For all my pseudo pious ramblings, I must confess that I occasionally glance at the female form (by occasionally, I mean, if there is a female present, I glance, if there isn't, I don't), and somewhat more embarrassing is the fact that, regardless of their level of "hotness", I am prone to critique their wardrobe ("she's wearing those with that?", "that lavender sweater really brings out her eyes", etc.), and must even admit that I have dated women in the past, because I liked their fashion sense. I am completely a "guy", but as an artist, I'm also more than a little interested in color and design (heh, it is part of my job!).
Yesterday, I had to harass my customers in the Georgetown area of DC, which, because of the high level of fashionable people, armed with an equal degree of physical fitted-ness (and possible medical enhancement), making the inevitable, and fairly constant, head turning not exactly conducive to city driving. I, of course, am not presently interested in the idea of dating, at least not until A) God helps me to see my true vocation, and B) my heart has sufficiently healed from last year's grand pummeling. With that thought, I realized that there was no valid reason for me to still be ever scoping out the possible wife (at least until Salma Hayek gives me the definitive "no", as I feel the restraining orders are just her playing hard to get), so I made a strange, and wonderful decision yesterday, to both look at every single person (male or female, young or old, hot or like me), and to only look at them from the neck up.
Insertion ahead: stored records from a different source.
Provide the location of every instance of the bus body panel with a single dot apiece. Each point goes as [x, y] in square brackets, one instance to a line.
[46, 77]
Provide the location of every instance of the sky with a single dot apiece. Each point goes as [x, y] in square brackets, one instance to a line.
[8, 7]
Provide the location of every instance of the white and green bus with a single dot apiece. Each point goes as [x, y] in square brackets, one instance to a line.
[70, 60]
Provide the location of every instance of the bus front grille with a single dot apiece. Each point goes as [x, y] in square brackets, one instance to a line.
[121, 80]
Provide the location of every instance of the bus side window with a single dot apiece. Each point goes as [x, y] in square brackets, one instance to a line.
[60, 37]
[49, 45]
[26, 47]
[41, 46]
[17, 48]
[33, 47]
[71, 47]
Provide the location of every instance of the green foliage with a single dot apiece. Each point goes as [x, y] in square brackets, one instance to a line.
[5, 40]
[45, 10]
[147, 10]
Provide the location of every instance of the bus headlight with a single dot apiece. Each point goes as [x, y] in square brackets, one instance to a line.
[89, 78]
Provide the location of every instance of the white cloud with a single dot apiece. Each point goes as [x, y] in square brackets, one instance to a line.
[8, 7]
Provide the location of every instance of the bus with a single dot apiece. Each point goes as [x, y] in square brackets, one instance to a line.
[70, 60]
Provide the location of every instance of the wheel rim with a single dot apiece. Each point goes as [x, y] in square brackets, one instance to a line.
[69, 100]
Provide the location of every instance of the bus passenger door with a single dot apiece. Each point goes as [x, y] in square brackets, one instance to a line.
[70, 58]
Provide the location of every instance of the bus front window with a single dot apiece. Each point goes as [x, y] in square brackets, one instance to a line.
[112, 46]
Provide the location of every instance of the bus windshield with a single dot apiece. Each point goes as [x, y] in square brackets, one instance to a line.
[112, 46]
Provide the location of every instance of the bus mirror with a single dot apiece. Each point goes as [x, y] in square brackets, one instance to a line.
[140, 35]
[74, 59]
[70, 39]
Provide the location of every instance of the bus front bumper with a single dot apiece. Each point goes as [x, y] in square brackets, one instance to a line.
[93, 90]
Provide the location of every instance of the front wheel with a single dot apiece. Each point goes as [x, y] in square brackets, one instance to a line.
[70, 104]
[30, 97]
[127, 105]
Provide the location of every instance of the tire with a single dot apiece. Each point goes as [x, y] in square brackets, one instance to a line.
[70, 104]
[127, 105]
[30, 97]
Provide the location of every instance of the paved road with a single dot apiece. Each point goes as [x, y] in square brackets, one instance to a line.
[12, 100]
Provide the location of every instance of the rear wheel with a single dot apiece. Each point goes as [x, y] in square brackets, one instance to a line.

Imaginary reader: WWMM, are you saying you have been noticing the wiggling of bottoms?
Yes, my faithful imaginary reader, I must admit this to be true, and honestly confess that I wish to repent of this fruitless endeavor. Actually my little experiment was very rewarding, and reminded me again that God is a very creative Creator, as faces, all faces, are very interesting indeed. I remembered again how bored I used to be in drawing class when we did nudes (something a guy doesn't admit to another guy, and definitely not a group of guys), and how exhilarating it was to do portraits, with the more wrinkles and imperfections the better. I also started to see the persons behind the faces, and found myself wishing to extend my hand to most, desperately wishing to know more about them (a desire you rarely get from checking out a pair of Levi's). I found myself as close to God in this, as I feel in prayer, and this had me wondering if in some small way this was an act of prayer, especially as God has made us for one another.
Well, I can't say if my eye will wander back to wiggleland, but at least I have been reminded that there are much better lands to dwell, and most are found in another's eyes , and where we have a better chance of meeting God.